How do you fix your credit after a bankruptcy?

Discussion in 'Economics' started by TraderTactics, Jan 22, 2010.

  1. I am not sure if this topic is in the right thread but I just want to ask some insights or tips in fixing a credit score after filing a bankruptcy.
  2. there is not much you can really do. the bankruptcy will always be on your record. the best thing you can do is not be in a position to borrow.
  3. The first thing I would try is to open a checking account with overdraft privledges or a small line of credit ($500) tied to your checking account, also a savings account and Christmas club account with the same bank.

    Generally, it's a don't call us we'll call you type of situation, credit offers will come in the mail but these are unusual times so it may be a while before you or anyone receives unsolicited offers.
  4. Its not even worth you trying to fix it. Last year I got turned down for a fully secured loan and my credit score was over 700. There is nothing you can do to remove that bankruptcy except wait 10 years. The best you can do is maybe get the double entries removed from your credit report (when you claim BK, they often put 2 entries on your credit score, one from the debt from the creditor and another for the same debt listed as being covered under the bankruptcy. You can get the first one removed, but even if you clean it up as good as you can, do not expect to have a score better than 620 for a few years and even with 620, you cant get approved for anything.
  5. maxpi


    My advice to people is to not file bk if it's over small stuff like credit cards. Better to just default and dodge the collections people. I did that and three years later my credit score is 695 an there is still one defaulted account open. The closed accounts don't say "closed, never past due", they just say "closed" so my chances of getting a loan are pretty iffy. I'm going into a rental agreement currently and they said that 695 was fine but they might not like the notations. It might cost me a little more to get into the rental but maybe not..
  6. people have no idea how damaging a BK is to you. In addition to making loans/mortgatges harder, it drives up your insurance rates (incl car) and makes it a lot harder to get professional jobs.

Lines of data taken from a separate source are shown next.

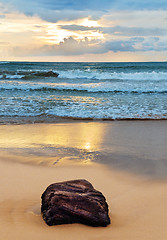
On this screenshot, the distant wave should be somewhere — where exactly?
[0,84,167,94]
[0,61,10,64]
[0,71,59,79]
[59,70,167,81]
[0,69,167,81]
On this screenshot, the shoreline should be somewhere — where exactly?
[0,121,167,240]
[0,115,167,125]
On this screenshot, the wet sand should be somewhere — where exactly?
[0,121,167,240]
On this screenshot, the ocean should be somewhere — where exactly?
[0,62,167,123]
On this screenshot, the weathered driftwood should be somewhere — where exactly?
[41,180,110,226]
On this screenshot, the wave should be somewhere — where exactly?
[0,85,167,94]
[0,71,59,79]
[0,69,167,81]
[59,69,167,81]
[0,114,167,124]
[0,61,10,64]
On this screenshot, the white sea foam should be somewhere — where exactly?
[59,70,167,81]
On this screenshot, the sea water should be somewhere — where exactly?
[0,62,167,122]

    If $200K owed, fine. When $15K, avoid at all costs.
  7. Not true. After 10 years, credit reporting agencies can't list it. Might even be 7, but I do know that Bktcy can't be listed by a credit reporting agency, Equifax, Transperian, etc, after a certain # of years.
  8. Although it comes off your credit report those dang credit applications "ask" if you ever filed bk, then what? Even if it's off your report you have to check off the box on the app.
  9. the county court keeps a record of bankruptcy for up to twenty years. sometimes more. i used to be a bankruptcy clerk in england. it might be different in america.
  10. No you don't. After 10 years you are not required to tell them of a bankruptcy. It completely disappears from your credit report. I know this because I did a bankruptcy as a stupid 20 year old that racked up about 20 grand in credit cards and a vehicle I couldn't afford.

    My credit score is now virtually perfect at a score of 780 about 11 years later. The key is to declare bankruptcy as quick as you can and to get a credit card as quick as you can. In fact, I kept one credit card "to the side" and didn't report it during the bankruptcy. I then used it after the bankruptcy and kept a very small balance on it and paid it every single month. I haven't missed, or been late a single payment in 11 years either. that's the other key. At all costs do NOT EVER pay a payment late and always pay slightly more than the minimum.

    Another thing, it takes about 3 years before the bankruptcy stops having a major affect. After that, you can get your score into the high 600's/low 700's. The big kick in score doesn't come until literally the 10th year when it falls off. My score jumped 50 points when it fell off.

    Also...don't apply for credit frequently. Space them out really once a year if at all possible. The key is to pay on time, not look desperate by inquiring about a lot of credit, and keep your balances low (but always have a balance) on your credit cards, and finally, always pay more thean the minimum.